Los elementos tóxicos y el carbono tienen un poderoso enemigo en forma de este elemento muy común
El proceso ofrece un segundo beneficio: el carbono se asocia a la superficie del mineral
El cromo hexavalente, también conocido como Cr(VI), es una sustancia química con varias propiedades que, a priori, resultan beneficiosas, como la resistencia a la corrosión, buena durabilidad y dureza. Por ello, se ha utilizado mucho como anticorrosivos y para la fabricación de pigmentos, acabado de metales y cromados, producción de acero inoxidable, curtido de cueros y conservantes para madera. Incluso se ha usado en procesos de teñido en la industria textil, tintas de impresión, lodos de perforación, fuegos artificiales y tratamiento de aguas.
Las personas más expuestas al cromo hexavalente son las que realizan galvanoplastia (deposición de una fina capa de metal sobre una pieza conductora mediante electrólisis con corriente continua), soldadura y pintura de cromado. La inhalación de polvo o vapores, así como el contacto directo con la piel o los ojos, es muy peligrosa, ya que la exposición a esta sustancia química está relacionada con un mayor riesgo de cáncer de pulmón, cáncer de seno paranasal y cáncer de cavidad nasal.
Además, debido a su fácil disolución en agua, el cromo hexavalente puede propagarse a las aguas subterráneas y representar graves riesgos para la salud de personas que no trabajan en estas industrias. Por suerte, los científicos han identificado un mineral de hierro natural que puede atrapar cromo tóxico en suelos contaminados y al mismo tiempo retener carbono, haciéndolo ideal para la limpieza de sitios industriales y mineros.
Los minerales de hierro de baja cristalinidad son más efectivos para reducir el Cr(VI)
Los investigadores de la Universidad de Tongji (en Shanghái, China), dirigidos por el profesor Bin Dong, investigaron cómo la materia orgánica disuelta interactúa con diferentes (oxihidr)óxidos de hierro para inmovilizar el cromo. Sus hallazgos demuestran que no todos los minerales de hierro tienen el mismo rendimiento. El equipo descubrió que los minerales de hierro de baja cristalinidad, particularmente la ferrihidrita, son mucho más eficaces que las formas más cristalinas como la goethita y la hematita para reducir e inmovilizar Cr(VI).
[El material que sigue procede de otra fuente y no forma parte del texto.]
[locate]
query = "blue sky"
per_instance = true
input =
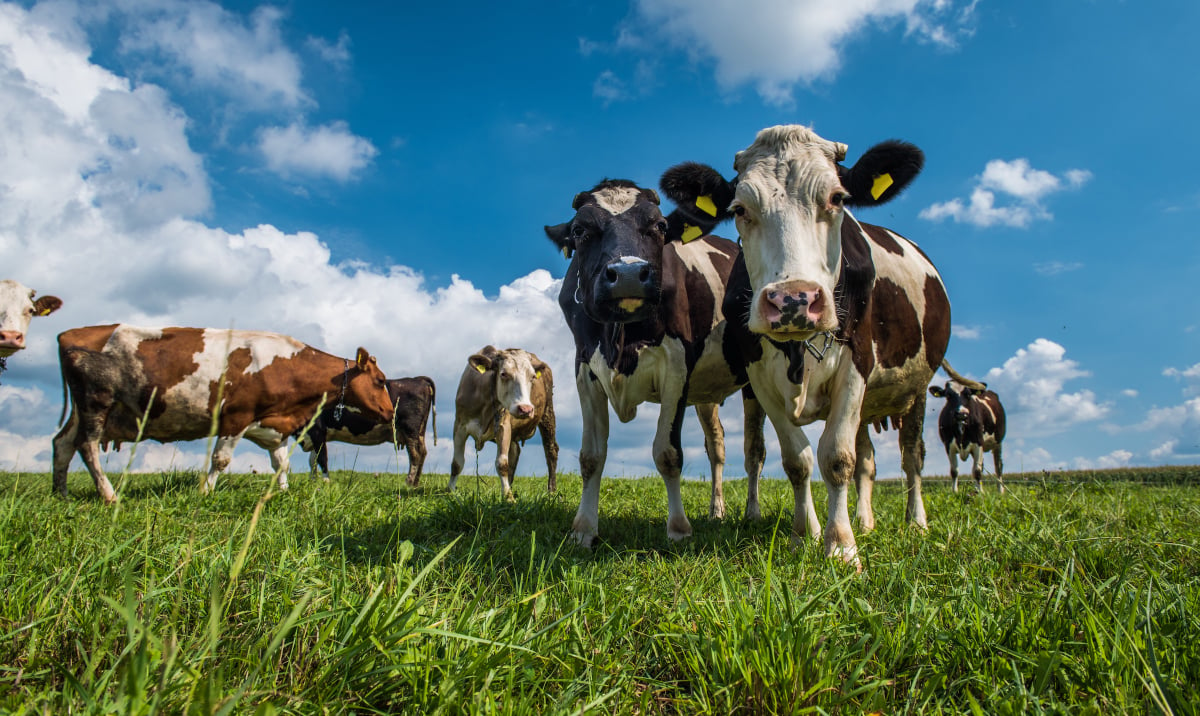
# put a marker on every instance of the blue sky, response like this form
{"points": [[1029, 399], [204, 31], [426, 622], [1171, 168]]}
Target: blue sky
{"points": [[378, 174]]}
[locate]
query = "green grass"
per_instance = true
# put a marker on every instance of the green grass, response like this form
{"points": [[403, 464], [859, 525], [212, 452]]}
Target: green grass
{"points": [[1075, 593]]}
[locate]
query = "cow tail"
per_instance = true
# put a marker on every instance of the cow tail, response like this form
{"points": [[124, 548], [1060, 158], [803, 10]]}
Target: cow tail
{"points": [[954, 375]]}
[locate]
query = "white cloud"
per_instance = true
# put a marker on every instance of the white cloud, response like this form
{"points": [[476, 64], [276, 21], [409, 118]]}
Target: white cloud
{"points": [[217, 48], [1021, 190], [777, 44], [1031, 385], [330, 150]]}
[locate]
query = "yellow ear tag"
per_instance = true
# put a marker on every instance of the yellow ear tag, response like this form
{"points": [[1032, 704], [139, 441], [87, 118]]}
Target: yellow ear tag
{"points": [[881, 185]]}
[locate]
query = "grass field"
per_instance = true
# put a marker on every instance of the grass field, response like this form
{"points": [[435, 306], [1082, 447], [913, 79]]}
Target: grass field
{"points": [[1074, 593]]}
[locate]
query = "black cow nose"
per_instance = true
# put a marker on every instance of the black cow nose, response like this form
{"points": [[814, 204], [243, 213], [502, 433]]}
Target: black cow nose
{"points": [[628, 277]]}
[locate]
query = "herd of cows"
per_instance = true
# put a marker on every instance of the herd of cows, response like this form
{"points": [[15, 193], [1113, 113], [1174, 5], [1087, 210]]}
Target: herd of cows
{"points": [[810, 314]]}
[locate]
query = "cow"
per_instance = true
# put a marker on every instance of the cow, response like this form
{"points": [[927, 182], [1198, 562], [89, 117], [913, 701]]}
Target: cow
{"points": [[412, 398], [971, 423], [835, 319], [126, 383], [504, 396], [642, 296], [17, 308]]}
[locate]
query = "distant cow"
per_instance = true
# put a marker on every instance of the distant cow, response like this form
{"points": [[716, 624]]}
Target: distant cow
{"points": [[504, 396], [642, 298], [971, 423], [17, 308], [838, 320], [412, 398], [262, 386]]}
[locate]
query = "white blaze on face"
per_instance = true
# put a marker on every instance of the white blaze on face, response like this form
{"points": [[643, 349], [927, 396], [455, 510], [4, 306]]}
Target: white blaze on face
{"points": [[791, 229], [617, 199], [514, 385]]}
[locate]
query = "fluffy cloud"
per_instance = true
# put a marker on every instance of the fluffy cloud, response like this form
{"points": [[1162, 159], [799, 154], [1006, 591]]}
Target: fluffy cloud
{"points": [[779, 43], [1021, 190], [330, 150]]}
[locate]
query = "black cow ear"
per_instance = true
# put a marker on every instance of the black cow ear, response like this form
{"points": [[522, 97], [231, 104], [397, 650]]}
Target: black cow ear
{"points": [[882, 173], [702, 198], [561, 236]]}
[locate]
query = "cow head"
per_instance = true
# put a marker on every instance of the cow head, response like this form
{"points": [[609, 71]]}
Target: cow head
{"points": [[615, 244], [366, 387], [514, 372], [17, 308], [790, 197], [959, 398]]}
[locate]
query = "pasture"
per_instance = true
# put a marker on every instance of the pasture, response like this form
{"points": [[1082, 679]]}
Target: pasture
{"points": [[1075, 593]]}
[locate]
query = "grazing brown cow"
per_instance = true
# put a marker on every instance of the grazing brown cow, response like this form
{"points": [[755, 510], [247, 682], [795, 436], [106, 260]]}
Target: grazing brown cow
{"points": [[413, 399], [17, 308], [503, 397], [262, 386]]}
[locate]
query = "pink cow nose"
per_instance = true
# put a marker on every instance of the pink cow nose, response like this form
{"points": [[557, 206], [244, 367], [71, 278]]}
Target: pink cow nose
{"points": [[12, 340]]}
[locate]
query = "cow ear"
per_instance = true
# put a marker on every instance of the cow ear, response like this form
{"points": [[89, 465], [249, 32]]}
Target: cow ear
{"points": [[480, 362], [702, 198], [882, 173], [561, 236], [47, 305]]}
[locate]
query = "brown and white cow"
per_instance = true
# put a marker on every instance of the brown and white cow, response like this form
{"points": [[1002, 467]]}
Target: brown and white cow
{"points": [[642, 298], [838, 320], [195, 383], [413, 401], [971, 423], [17, 308], [504, 396]]}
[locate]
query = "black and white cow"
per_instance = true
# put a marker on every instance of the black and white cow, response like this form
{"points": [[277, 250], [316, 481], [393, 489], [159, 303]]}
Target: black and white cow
{"points": [[642, 298], [413, 401], [971, 423], [838, 320]]}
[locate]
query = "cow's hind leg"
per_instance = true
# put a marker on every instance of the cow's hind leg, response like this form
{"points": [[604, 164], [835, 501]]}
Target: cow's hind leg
{"points": [[714, 446], [755, 447], [864, 477]]}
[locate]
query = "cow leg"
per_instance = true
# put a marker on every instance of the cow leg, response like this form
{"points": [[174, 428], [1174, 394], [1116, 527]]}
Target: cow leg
{"points": [[281, 464], [755, 447], [999, 463], [546, 428], [593, 452], [864, 477], [912, 459], [222, 455], [977, 467], [417, 453], [835, 455], [714, 446], [460, 446]]}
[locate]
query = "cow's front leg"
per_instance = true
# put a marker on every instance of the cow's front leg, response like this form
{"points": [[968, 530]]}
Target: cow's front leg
{"points": [[714, 447], [835, 455], [222, 455], [864, 477], [593, 452], [755, 447]]}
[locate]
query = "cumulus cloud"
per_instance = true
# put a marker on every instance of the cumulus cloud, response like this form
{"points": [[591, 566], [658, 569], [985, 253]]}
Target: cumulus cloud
{"points": [[1020, 190], [1032, 386], [330, 150], [777, 44]]}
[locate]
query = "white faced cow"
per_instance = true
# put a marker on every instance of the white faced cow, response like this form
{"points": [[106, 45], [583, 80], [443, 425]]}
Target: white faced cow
{"points": [[189, 383], [971, 423], [642, 298], [504, 396], [838, 320], [17, 308]]}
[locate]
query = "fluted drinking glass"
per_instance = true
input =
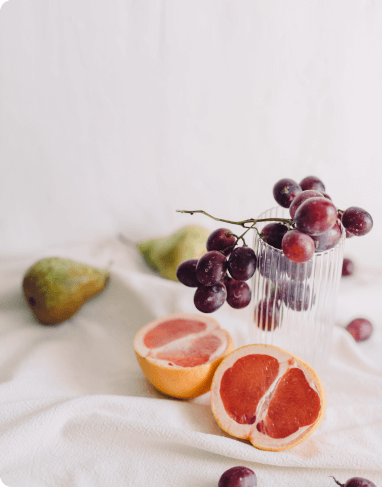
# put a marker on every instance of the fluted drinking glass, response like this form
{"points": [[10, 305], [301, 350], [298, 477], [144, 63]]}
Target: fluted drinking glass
{"points": [[293, 305]]}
Al parecer, la ferrihidrita presenta una estructura poco ordenada y una superficie altamente reactiva, a diferencia de los minerales cristalinos más estables. Esto le confiere mayor capacidad para fijar tanto la materia orgánica disuelta como el cromo directamente sobre su superficie. Tanto las moléculas orgánicas como el cromo se acumulan en la superficie del mineral, acelerando la reducción y la estabilización.
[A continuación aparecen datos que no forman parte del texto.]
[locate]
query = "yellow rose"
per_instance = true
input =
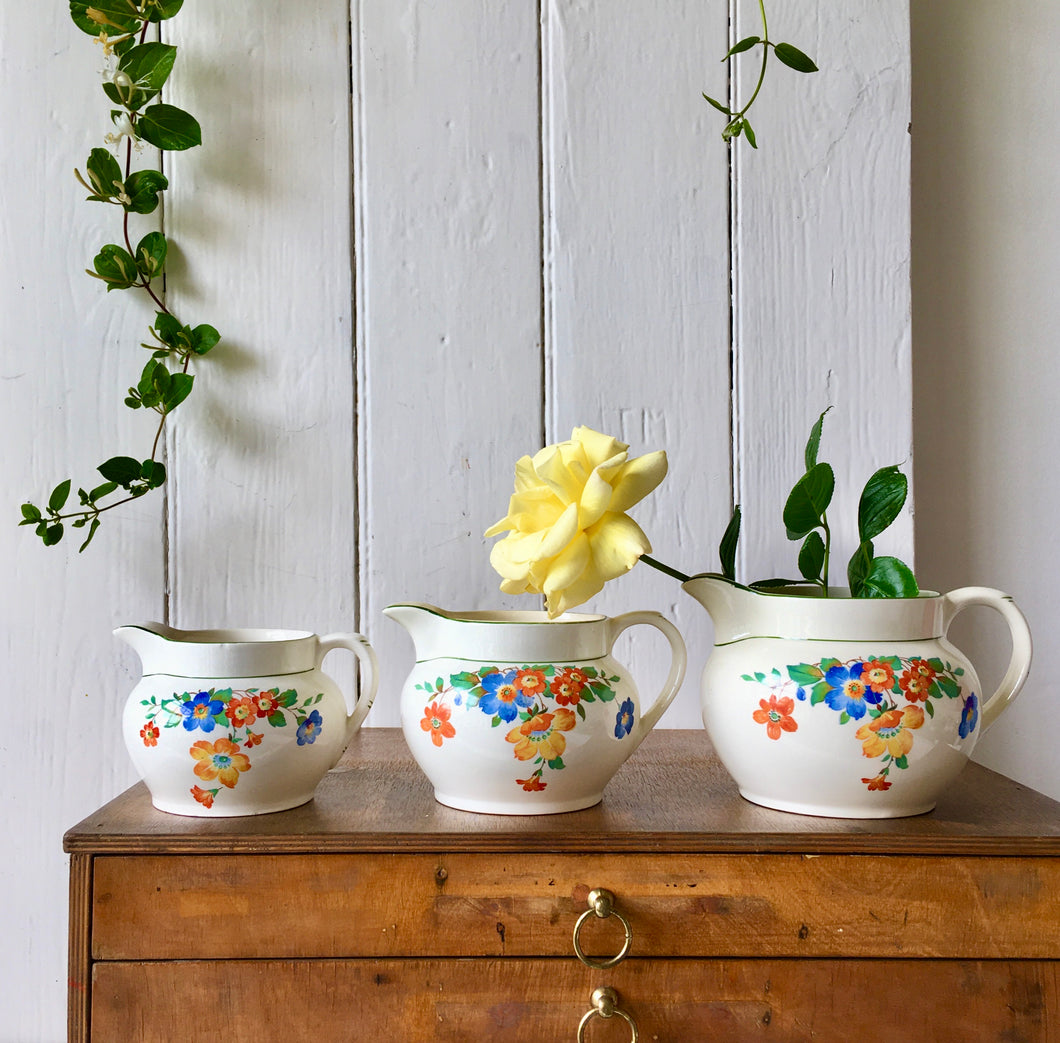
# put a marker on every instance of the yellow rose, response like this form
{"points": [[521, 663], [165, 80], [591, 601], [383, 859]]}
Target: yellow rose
{"points": [[567, 528]]}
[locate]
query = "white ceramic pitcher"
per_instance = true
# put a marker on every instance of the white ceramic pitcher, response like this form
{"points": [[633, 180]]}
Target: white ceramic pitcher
{"points": [[239, 722], [509, 712], [845, 706]]}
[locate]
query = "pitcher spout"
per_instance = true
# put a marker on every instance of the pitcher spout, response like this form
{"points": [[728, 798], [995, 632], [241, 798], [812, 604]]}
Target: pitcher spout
{"points": [[729, 604], [143, 638]]}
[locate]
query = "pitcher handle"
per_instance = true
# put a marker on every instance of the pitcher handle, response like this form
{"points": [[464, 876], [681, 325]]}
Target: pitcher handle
{"points": [[678, 658], [356, 708], [1019, 665]]}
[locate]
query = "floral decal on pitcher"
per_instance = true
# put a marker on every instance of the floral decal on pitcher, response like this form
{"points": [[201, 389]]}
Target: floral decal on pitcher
{"points": [[537, 705], [891, 695], [228, 719]]}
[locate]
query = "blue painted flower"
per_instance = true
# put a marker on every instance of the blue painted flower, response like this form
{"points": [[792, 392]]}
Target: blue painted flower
{"points": [[502, 697], [310, 728], [198, 712], [847, 692]]}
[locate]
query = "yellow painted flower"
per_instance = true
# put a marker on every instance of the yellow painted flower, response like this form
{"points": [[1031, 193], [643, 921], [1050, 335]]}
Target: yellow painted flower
{"points": [[567, 529], [890, 732]]}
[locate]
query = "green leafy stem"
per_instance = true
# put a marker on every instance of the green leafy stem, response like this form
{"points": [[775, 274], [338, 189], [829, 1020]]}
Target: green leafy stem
{"points": [[787, 53], [806, 518], [137, 73]]}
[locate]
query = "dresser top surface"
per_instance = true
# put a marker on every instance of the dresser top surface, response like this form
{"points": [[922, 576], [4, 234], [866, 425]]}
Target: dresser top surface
{"points": [[672, 796]]}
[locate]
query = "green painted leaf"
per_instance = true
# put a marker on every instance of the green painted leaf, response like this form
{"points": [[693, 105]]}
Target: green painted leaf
{"points": [[881, 501], [169, 127], [805, 673], [808, 501], [794, 58], [727, 548]]}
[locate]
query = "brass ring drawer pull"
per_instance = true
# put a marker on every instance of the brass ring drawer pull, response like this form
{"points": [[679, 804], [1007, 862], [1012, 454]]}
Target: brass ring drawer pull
{"points": [[602, 905], [605, 1005]]}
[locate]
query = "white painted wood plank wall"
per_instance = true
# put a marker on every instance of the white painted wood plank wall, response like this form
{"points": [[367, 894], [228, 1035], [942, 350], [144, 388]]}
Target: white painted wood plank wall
{"points": [[433, 235]]}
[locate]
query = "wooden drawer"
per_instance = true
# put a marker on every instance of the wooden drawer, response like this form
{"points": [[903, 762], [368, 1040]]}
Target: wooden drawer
{"points": [[378, 905], [519, 1000]]}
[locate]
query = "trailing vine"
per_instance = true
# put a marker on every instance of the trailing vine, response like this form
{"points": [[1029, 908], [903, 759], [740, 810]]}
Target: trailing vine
{"points": [[136, 71], [787, 53]]}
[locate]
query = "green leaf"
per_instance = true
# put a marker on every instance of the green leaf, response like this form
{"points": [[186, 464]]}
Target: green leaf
{"points": [[808, 500], [718, 105], [143, 189], [116, 267], [204, 337], [858, 567], [110, 15], [745, 45], [170, 128], [794, 58], [164, 9], [888, 578], [882, 501], [180, 387], [811, 558], [813, 443], [728, 545], [153, 473], [59, 495], [91, 532], [124, 471], [104, 175], [151, 253]]}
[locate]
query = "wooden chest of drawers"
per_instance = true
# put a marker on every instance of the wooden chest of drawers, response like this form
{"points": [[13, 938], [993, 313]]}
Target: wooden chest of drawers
{"points": [[374, 911]]}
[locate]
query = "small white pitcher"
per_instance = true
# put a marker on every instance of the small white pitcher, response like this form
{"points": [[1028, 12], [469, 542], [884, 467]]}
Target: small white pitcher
{"points": [[509, 712], [239, 722]]}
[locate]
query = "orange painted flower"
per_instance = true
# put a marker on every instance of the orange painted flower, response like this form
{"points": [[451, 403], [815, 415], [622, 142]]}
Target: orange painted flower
{"points": [[241, 710], [219, 760], [567, 686], [205, 797], [436, 720], [915, 686], [531, 682], [775, 713], [542, 736], [879, 676], [890, 732]]}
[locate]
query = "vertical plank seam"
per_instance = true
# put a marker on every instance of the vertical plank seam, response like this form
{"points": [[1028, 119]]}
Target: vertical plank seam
{"points": [[357, 283], [546, 244], [734, 259]]}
El mineral se basa en múltiples mecanismos de unión, como la adsorción electrostática, el intercambio de ligandos y la incorporación reticular, para fijar el cromo y el carbono. Esta combinación crea una vía de inmovilización más estable. "La naturaleza tiene un sistema de filtración incorporado, pero no todos los minerales son iguales", dijo el profesor Bin Dong.
"Al comprender la interacción molecular entre la materia orgánica y los minerales de hierro, podemos diseñar soluciones más inteligentes, basadas en la naturaleza, para limpiar suelos mineros altamente contaminados y, al mismo tiempo, ayudar al planeta a almacenar más carbono", añadió Dong.
Por si fuera poco, el proceso ofrece un segundo beneficio. A medida que la materia orgánica se une a la ferrihidrita, el carbono se asocia a la superficie del mineral. Esto limita su descomposición y reduce la probabilidad de que regrese a la atmósfera en forma de dióxido de carbono. Para validar sus hallazgos de laboratorio, el equipo realizó experimentos de lixiviación utilizando suelos mineros reales contaminados.